Nous le demandons maintenant aux hommes de bonne foi qui se placent sagement en dehors de la solidarité des écoles ou des partis, véritable esclavage de l’intelligence : peut-on sans injustice contester que depuis un demi-siècle le travail national ait fait de notables progrès, que la condition des classes laborieuses se soit sensiblement améliorée ? Ce système corporatif, que des novateurs rétrogrades s’obstinent encore à nous montrer, sous des noms nouveaux, comme la terre promise de l’industrie, qu’était-il autre chose, en réalité, que la concurrence collective, l’antagonisme des castes poussé à ses dernières limites, la consécration du monopole, la tyrannie la plus absolue des intérêts égoïstes ? Seul au milieu de ce chaos et de cette barbarie, le christianisme fait briller l’impérissable lumière de sa morale et de sa charité ; mais le bien que produit la loi religieuse est comme anéanti par la loi civile, et cependant, malgré cette leçon du passé, on réclame encore aujourd’hui la réglementation systématique du travail, comme si, en un semblable sujet, l’application d’un système était autre chose que le despotisme, comme si l’activité humaine, en ce qu’elle a de légitime et de moral, pouvait être réglementée sans être anéantie.

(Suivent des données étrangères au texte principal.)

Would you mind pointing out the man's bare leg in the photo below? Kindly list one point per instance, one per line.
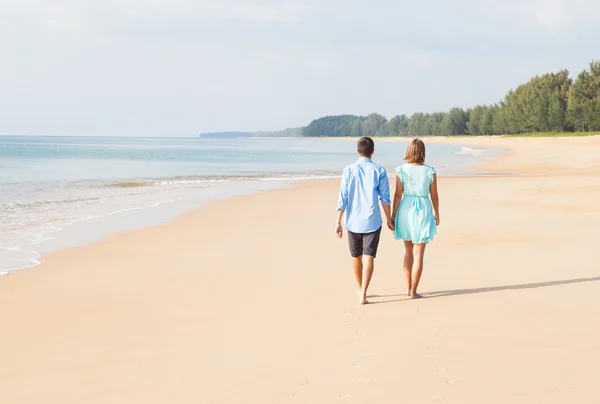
(417, 269)
(357, 266)
(408, 263)
(367, 273)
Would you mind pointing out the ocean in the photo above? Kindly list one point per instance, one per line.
(59, 192)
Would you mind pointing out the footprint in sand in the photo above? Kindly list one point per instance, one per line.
(346, 398)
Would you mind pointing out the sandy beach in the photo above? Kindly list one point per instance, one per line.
(251, 300)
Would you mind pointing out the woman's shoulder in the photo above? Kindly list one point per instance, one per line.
(400, 168)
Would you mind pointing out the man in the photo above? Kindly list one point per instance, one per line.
(364, 183)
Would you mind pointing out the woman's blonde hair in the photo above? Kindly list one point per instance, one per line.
(415, 153)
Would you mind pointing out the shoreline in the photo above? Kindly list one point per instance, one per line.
(88, 230)
(251, 300)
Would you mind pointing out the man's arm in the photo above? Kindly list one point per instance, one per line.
(342, 203)
(397, 197)
(384, 197)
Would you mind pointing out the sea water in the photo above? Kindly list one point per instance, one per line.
(58, 192)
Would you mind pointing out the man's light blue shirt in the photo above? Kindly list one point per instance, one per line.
(364, 184)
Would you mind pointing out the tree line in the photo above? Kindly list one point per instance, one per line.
(552, 102)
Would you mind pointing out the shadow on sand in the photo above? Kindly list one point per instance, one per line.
(456, 292)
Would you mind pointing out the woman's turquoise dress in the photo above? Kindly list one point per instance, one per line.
(414, 218)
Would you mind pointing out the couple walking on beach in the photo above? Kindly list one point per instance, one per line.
(412, 217)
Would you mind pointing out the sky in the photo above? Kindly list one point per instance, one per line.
(181, 67)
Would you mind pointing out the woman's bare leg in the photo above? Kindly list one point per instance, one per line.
(417, 269)
(408, 263)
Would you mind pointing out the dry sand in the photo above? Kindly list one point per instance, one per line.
(251, 300)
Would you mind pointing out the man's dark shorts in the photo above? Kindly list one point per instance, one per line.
(364, 243)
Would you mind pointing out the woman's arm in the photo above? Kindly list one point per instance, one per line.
(397, 197)
(435, 199)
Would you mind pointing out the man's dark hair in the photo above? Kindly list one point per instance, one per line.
(365, 146)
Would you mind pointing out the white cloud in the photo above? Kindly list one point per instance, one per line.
(149, 66)
(551, 14)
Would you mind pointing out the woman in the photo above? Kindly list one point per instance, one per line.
(415, 215)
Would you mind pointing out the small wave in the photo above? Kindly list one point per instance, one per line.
(37, 204)
(256, 177)
(129, 185)
(467, 151)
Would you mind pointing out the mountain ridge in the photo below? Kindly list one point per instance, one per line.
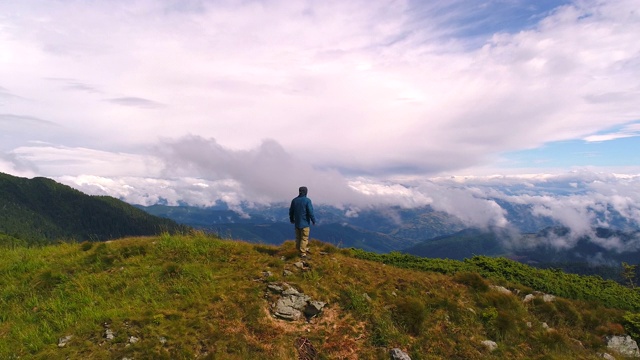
(41, 210)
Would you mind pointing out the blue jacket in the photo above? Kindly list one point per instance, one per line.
(301, 212)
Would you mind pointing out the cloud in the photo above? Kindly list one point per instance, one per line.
(433, 87)
(631, 130)
(135, 102)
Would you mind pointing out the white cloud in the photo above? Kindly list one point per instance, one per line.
(206, 101)
(366, 86)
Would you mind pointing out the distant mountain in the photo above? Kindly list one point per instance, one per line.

C’est en vain d’ailleurs que la révolution de 89 a fait disparaître les castes et rétabli l’égalité des droits ; du moment où l’on veut pour l’état la direction souveraine, l’absorption des forces individuelles, il n’y a pas de moyen terme entre la liberté d’une part, la tyrannie et le communisme de l’autre. On a beau discuter, on ne réfute pas la logique des faits : c’est par la liberté que se sont accomplis dans le passé le progrès industriel et l’amélioration du sort des classes laborieuses ; c’est par elle que ce progrès, cette amélioration, s’accompliront encore dans l’avenir.


CHARLES LOUANDRE.

  1. Cours d’Économie industrielle, 1839, p. 116.